Neural Network Backpropagation?

Can anyone recommend a website or give me a brief of how backpropagation is implemented in a NN? I understand the basic concept, but I'm unsure of how to go about writing the code.

Many of sources I've found simply show equations without giving any explanation of why they're doing it, and the variable names make it difficult to find out.

Example:

void bpnn_output_error(delta, target, output, nj, err)
double *delta, *target, *output, *err;
int nj;
{
  int j;
  double o, t, errsum;

  errsum = 0.0;
  for (j = 1; j <= nj; j++) {
    o = output[j];
    t = target[j];
    delta[j] = o * (1.0 - o) * (t - o);
    errsum += ABS(delta[j]);
  }
  *err = errsum;

}

In that example, can someone explain the purpose of

delta[j] = o * (1.0 - o) * (t - o);

Thanks.

Solution

The purpose of

delta[j] = o * (1.0 - o) * (t - o);

is to find the error of an output node in a backpropagation network.

o represents the output of the node, t is the expected value of output for the node.

The term, (o * (1.0 - o), is the derivative of a common transfer function used, the sigmoid function. (Other transfer functions are not uncommon, and would require a rewrite of the code that has the sigmoid first derivative instead.

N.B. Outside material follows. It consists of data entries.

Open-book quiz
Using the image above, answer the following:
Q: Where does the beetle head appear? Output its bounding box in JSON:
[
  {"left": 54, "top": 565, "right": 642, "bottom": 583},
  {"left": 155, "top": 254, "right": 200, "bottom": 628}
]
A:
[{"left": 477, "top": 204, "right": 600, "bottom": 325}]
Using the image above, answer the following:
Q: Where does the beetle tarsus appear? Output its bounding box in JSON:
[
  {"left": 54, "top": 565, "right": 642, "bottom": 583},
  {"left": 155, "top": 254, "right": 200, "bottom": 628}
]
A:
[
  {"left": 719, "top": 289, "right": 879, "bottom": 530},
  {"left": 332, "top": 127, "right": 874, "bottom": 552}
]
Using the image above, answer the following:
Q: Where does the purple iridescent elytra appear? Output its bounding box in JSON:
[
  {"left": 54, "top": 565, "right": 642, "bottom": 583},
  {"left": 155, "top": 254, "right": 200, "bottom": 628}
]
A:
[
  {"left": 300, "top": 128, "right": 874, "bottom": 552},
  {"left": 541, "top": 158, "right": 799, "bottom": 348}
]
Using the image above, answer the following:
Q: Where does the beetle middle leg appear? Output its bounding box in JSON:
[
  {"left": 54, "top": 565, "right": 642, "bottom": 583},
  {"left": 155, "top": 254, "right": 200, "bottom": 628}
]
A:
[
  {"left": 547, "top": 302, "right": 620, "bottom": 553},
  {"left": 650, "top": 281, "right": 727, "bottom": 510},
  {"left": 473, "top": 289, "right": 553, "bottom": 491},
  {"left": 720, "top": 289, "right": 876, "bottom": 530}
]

A mismatch between function and derivative would likely mean that training would not converge.) The node has an "activation" value that is fed through a transfer function to obtain the output o, like

o = f(activation)

The main thing is that backpropagation uses gradient descent, and the error gets backward-propagated by application of the Chain Rule. The problem is one of credit assignment, or blame if you will, for the hidden nodes whose output is not directly comparable to the expected value. We start with what is known and comparable, the output nodes. The error is taken to be proportional to the first derivative of the output times the raw error value between the expected output and actual output.

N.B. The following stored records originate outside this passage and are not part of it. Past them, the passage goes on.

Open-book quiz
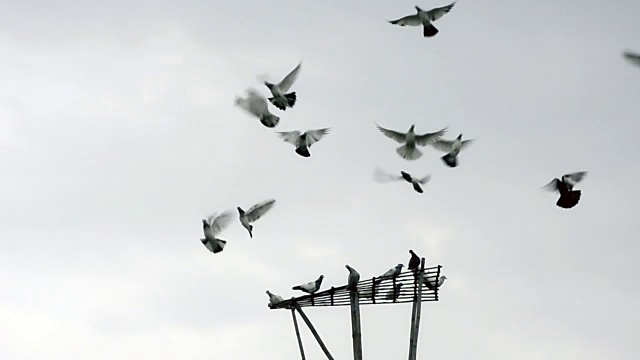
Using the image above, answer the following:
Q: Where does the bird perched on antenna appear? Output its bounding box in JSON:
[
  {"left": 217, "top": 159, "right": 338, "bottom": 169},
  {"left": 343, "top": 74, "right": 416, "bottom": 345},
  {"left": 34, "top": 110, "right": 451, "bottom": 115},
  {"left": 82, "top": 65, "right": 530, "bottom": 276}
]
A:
[
  {"left": 544, "top": 171, "right": 588, "bottom": 209},
  {"left": 389, "top": 1, "right": 456, "bottom": 37},
  {"left": 238, "top": 199, "right": 276, "bottom": 238},
  {"left": 291, "top": 275, "right": 324, "bottom": 294},
  {"left": 200, "top": 211, "right": 233, "bottom": 254},
  {"left": 264, "top": 62, "right": 302, "bottom": 111}
]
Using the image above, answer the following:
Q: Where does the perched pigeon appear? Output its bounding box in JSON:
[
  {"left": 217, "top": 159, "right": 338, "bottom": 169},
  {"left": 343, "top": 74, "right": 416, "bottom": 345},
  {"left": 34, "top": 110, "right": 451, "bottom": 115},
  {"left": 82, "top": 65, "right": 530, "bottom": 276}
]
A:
[
  {"left": 278, "top": 128, "right": 331, "bottom": 157},
  {"left": 373, "top": 168, "right": 431, "bottom": 194},
  {"left": 622, "top": 50, "right": 640, "bottom": 66},
  {"left": 344, "top": 265, "right": 360, "bottom": 289},
  {"left": 433, "top": 134, "right": 473, "bottom": 167},
  {"left": 376, "top": 124, "right": 447, "bottom": 160},
  {"left": 264, "top": 62, "right": 302, "bottom": 110},
  {"left": 389, "top": 1, "right": 456, "bottom": 37},
  {"left": 422, "top": 274, "right": 447, "bottom": 290},
  {"left": 267, "top": 290, "right": 284, "bottom": 307},
  {"left": 384, "top": 283, "right": 402, "bottom": 301},
  {"left": 544, "top": 171, "right": 587, "bottom": 209},
  {"left": 235, "top": 89, "right": 280, "bottom": 128},
  {"left": 407, "top": 250, "right": 421, "bottom": 272},
  {"left": 238, "top": 199, "right": 276, "bottom": 238},
  {"left": 200, "top": 211, "right": 233, "bottom": 254},
  {"left": 291, "top": 275, "right": 324, "bottom": 294}
]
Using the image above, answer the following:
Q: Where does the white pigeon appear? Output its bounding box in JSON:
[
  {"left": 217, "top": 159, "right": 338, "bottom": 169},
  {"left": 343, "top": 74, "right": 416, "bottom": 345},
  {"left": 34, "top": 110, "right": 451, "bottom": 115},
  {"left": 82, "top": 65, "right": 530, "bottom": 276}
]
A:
[
  {"left": 389, "top": 1, "right": 456, "bottom": 37},
  {"left": 264, "top": 62, "right": 302, "bottom": 110},
  {"left": 238, "top": 199, "right": 276, "bottom": 238},
  {"left": 373, "top": 168, "right": 431, "bottom": 194},
  {"left": 384, "top": 283, "right": 402, "bottom": 300},
  {"left": 344, "top": 265, "right": 360, "bottom": 289},
  {"left": 622, "top": 50, "right": 640, "bottom": 66},
  {"left": 433, "top": 134, "right": 474, "bottom": 167},
  {"left": 376, "top": 124, "right": 447, "bottom": 160},
  {"left": 291, "top": 275, "right": 324, "bottom": 294},
  {"left": 235, "top": 89, "right": 280, "bottom": 128},
  {"left": 267, "top": 290, "right": 284, "bottom": 307},
  {"left": 278, "top": 128, "right": 331, "bottom": 157},
  {"left": 200, "top": 211, "right": 233, "bottom": 254},
  {"left": 422, "top": 273, "right": 447, "bottom": 290}
]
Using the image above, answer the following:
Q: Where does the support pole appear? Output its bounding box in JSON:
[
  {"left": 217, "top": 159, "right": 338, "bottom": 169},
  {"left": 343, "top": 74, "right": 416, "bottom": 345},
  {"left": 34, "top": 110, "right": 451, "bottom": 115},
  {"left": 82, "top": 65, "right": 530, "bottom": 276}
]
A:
[
  {"left": 293, "top": 302, "right": 335, "bottom": 360},
  {"left": 409, "top": 258, "right": 425, "bottom": 360},
  {"left": 349, "top": 288, "right": 362, "bottom": 360},
  {"left": 291, "top": 308, "right": 306, "bottom": 360}
]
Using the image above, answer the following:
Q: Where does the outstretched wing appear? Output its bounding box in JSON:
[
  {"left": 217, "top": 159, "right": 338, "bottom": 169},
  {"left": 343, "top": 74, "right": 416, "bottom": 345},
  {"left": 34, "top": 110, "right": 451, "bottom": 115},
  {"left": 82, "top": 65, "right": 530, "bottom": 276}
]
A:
[
  {"left": 278, "top": 62, "right": 302, "bottom": 94},
  {"left": 427, "top": 1, "right": 456, "bottom": 21},
  {"left": 305, "top": 128, "right": 331, "bottom": 147},
  {"left": 416, "top": 128, "right": 447, "bottom": 146},
  {"left": 245, "top": 199, "right": 276, "bottom": 222},
  {"left": 376, "top": 124, "right": 407, "bottom": 144}
]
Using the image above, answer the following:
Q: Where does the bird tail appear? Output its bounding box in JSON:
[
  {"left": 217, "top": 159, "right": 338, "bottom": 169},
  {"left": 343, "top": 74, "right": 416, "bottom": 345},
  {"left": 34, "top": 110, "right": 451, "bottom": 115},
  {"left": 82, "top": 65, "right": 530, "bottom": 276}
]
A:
[
  {"left": 296, "top": 146, "right": 311, "bottom": 157},
  {"left": 260, "top": 114, "right": 280, "bottom": 128},
  {"left": 423, "top": 23, "right": 438, "bottom": 37},
  {"left": 396, "top": 144, "right": 422, "bottom": 160},
  {"left": 442, "top": 153, "right": 458, "bottom": 167}
]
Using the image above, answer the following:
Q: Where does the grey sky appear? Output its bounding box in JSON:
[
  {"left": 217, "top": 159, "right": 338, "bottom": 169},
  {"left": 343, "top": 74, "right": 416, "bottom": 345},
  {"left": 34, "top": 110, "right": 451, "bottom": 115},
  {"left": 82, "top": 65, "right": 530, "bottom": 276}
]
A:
[{"left": 0, "top": 0, "right": 640, "bottom": 360}]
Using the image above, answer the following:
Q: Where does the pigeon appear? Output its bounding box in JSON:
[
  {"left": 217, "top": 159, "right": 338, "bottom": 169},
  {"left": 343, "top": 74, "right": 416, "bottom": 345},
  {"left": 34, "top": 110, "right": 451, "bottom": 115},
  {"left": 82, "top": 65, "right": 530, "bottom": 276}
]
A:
[
  {"left": 278, "top": 128, "right": 331, "bottom": 157},
  {"left": 267, "top": 290, "right": 284, "bottom": 307},
  {"left": 238, "top": 199, "right": 276, "bottom": 238},
  {"left": 622, "top": 50, "right": 640, "bottom": 66},
  {"left": 264, "top": 62, "right": 302, "bottom": 111},
  {"left": 422, "top": 274, "right": 447, "bottom": 290},
  {"left": 376, "top": 124, "right": 447, "bottom": 160},
  {"left": 384, "top": 283, "right": 402, "bottom": 301},
  {"left": 291, "top": 275, "right": 324, "bottom": 294},
  {"left": 389, "top": 1, "right": 456, "bottom": 37},
  {"left": 373, "top": 168, "right": 431, "bottom": 194},
  {"left": 433, "top": 134, "right": 473, "bottom": 167},
  {"left": 235, "top": 89, "right": 280, "bottom": 128},
  {"left": 407, "top": 250, "right": 421, "bottom": 272},
  {"left": 200, "top": 211, "right": 233, "bottom": 254},
  {"left": 344, "top": 265, "right": 360, "bottom": 289},
  {"left": 544, "top": 171, "right": 587, "bottom": 209}
]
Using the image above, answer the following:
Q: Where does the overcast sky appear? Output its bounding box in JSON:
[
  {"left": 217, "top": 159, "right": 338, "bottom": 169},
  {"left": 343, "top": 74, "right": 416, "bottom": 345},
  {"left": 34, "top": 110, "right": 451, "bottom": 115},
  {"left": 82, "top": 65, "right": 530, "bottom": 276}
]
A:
[{"left": 0, "top": 0, "right": 640, "bottom": 360}]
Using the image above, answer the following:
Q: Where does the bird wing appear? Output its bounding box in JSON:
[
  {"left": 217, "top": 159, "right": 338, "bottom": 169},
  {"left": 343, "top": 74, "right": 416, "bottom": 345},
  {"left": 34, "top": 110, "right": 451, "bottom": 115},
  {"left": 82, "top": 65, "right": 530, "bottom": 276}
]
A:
[
  {"left": 427, "top": 1, "right": 456, "bottom": 21},
  {"left": 208, "top": 211, "right": 234, "bottom": 236},
  {"left": 245, "top": 199, "right": 276, "bottom": 222},
  {"left": 416, "top": 128, "right": 447, "bottom": 146},
  {"left": 389, "top": 14, "right": 422, "bottom": 26},
  {"left": 376, "top": 124, "right": 407, "bottom": 144},
  {"left": 278, "top": 131, "right": 300, "bottom": 146},
  {"left": 373, "top": 168, "right": 402, "bottom": 183},
  {"left": 278, "top": 62, "right": 302, "bottom": 94},
  {"left": 305, "top": 128, "right": 331, "bottom": 147}
]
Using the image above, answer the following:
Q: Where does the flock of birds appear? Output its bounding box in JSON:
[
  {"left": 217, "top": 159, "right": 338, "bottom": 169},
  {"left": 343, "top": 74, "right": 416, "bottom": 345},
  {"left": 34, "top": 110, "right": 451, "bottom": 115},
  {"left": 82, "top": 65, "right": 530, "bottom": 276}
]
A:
[{"left": 196, "top": 2, "right": 640, "bottom": 306}]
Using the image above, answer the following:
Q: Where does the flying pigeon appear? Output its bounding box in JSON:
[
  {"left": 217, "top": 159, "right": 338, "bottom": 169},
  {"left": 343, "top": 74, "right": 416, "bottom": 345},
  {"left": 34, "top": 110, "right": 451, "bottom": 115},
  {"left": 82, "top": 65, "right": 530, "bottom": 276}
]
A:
[
  {"left": 200, "top": 211, "right": 233, "bottom": 254},
  {"left": 373, "top": 168, "right": 431, "bottom": 194},
  {"left": 238, "top": 199, "right": 276, "bottom": 238},
  {"left": 235, "top": 89, "right": 280, "bottom": 128},
  {"left": 389, "top": 1, "right": 456, "bottom": 37},
  {"left": 278, "top": 128, "right": 331, "bottom": 157},
  {"left": 433, "top": 134, "right": 473, "bottom": 167},
  {"left": 291, "top": 275, "right": 324, "bottom": 294},
  {"left": 622, "top": 50, "right": 640, "bottom": 66},
  {"left": 344, "top": 265, "right": 360, "bottom": 289},
  {"left": 422, "top": 274, "right": 447, "bottom": 290},
  {"left": 264, "top": 62, "right": 302, "bottom": 110},
  {"left": 384, "top": 283, "right": 402, "bottom": 301},
  {"left": 267, "top": 290, "right": 284, "bottom": 307},
  {"left": 376, "top": 124, "right": 447, "bottom": 160},
  {"left": 544, "top": 171, "right": 587, "bottom": 209},
  {"left": 407, "top": 250, "right": 421, "bottom": 272}
]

So more symbolically, we'd write that line as

delta[j] = f'(activation_j) * (t_j - o_j)

where f is your transfer function, and f' is the first derivative of it.

Further back in the hidden layers, the error at a node is its estimated contribution to the errors found at the next layer. So the deltas from the succeeding layer are multiplied by the connecting weights, and those products are summed. That sum is multiplied by the first derivative of the activation of the hidden node to get the delta for a hidden node, or

delta[j] = f'(activation_j) * Sum(delta[k] * w_jk)

where j now references a hidden node and k a node in a succeeding layer.